This website is actually a custom jekyll theme, which is currently a work in progress. The theme is built using Semantic UI as the frontend framework, and is divided into welcome, bio, and default layouts, though more will likely follow.
The theme is still heavily tied into my own personal site, so I'll need to generalize it before I can post any source.
Team Foundation Server 2015 Migration
At Elliott, we use continuous integration builds for all of our in-house software. Previously, this was done using TFS 2012's XAML-style builds, where a XAML workflow would build the solution using MSBuild, and then call a custom assembly for deployment.
Build Status Page
Click here for a semi-functional mockup
I was dissatisfied with built in build status page, which displays all builds in the order they completed, with no option to view the latest of each build. Meaning there is no way to quickly determine if a given build script is currently passing or failing. Using the TFS 2015 REST APIs, I created my own build status page with the following features:
- The status of all builds across all team projects are visible on one page, with team projects separated into a tabbed view.
- Failed builds are highlighted and displayed at the top of the page, to immediately determine which builds are failing.
- Error logs from failed builds can be displayed in a modal view, which gives a quick overview of what might be causing the build to fail.
- Build entries have links to the definition, the latest build, and the relevant changeset.

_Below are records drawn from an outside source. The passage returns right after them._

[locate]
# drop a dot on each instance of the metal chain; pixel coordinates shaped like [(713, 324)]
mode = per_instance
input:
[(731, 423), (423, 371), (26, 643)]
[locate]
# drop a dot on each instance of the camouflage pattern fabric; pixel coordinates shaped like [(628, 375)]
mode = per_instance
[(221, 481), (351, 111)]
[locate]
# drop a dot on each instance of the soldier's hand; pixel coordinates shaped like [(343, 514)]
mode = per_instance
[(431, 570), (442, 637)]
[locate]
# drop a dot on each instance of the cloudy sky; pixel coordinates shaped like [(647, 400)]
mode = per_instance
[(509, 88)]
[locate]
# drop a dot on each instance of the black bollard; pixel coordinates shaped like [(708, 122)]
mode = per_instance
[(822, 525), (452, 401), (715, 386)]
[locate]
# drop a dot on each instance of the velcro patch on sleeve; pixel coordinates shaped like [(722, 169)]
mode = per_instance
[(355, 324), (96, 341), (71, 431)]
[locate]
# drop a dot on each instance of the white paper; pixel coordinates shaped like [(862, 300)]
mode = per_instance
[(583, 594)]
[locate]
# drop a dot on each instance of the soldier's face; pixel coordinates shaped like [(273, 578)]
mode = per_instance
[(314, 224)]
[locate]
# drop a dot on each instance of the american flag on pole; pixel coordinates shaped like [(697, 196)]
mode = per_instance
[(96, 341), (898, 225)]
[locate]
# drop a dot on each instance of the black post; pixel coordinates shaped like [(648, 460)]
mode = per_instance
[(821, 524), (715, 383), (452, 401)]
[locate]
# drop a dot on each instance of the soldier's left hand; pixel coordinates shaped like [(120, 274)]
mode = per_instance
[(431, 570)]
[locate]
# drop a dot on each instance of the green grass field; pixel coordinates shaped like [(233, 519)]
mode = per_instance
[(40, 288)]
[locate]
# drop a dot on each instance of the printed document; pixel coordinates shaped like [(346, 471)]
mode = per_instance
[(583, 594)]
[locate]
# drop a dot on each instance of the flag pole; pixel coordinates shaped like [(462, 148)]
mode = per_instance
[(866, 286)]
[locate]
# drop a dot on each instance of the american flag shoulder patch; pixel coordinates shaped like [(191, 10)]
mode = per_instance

Perhaps the best feature is a carryover from a previous build status page, written before I started: a database is maintained with the latest "breaking" changeset, i.e. the first changeset in the latest line of failed builds. Using this database, failed builds display not the changeset that queued the latest build, but the changeset that actually broke the build.
The new build status page is implemented in Knockout.js, using jQuery ajax to call the TFS API, with Twitter's Bootstrap framework for quick styling. More information on the build migration and screenshots of the build status page will likely be posted soon.
Compiler Project (Organization of Programming Languages)
The compiler project was a two-part lab (only the second iteration is hosted on GitHub) wherein we created a language and specified a context-free grammar, based on a simple description of the language requirements given to us. From there, we implemented a simple interpreter in two parts:
- the scanner, which reads the input programs and returns a sequence of tokens
- the parser, which reads the tokens, and runs the code line by line, generating an error list if necessary
Operating System Labs
This was a 5-part assignment spanning the duration of the semester wherein various topics related to operating system design were explored. The topics for each lab were:
- Machine/Operating System Overview
- Virtual Memory/Paging
- Process Scheduling
- File Management
To implement these labs, we had to build a simple virtual hardware program, based on the professor's specifications, and then build a simple operating system to run on top of our "hardware." The operating system itself was implemented in the higher-level language as well, though the hardware system does include an ISA, "memory" (16-bit words, 256 words of memory total), and a "hard disk." Thus, users of the operating system may run programs that actually do execute on the "hardware" system, not directly in the higher-level language it was written in.
The GitHub repository has all five versions of the lab, with each version saved as a release, including all source code and a copy of the report submitted for grading.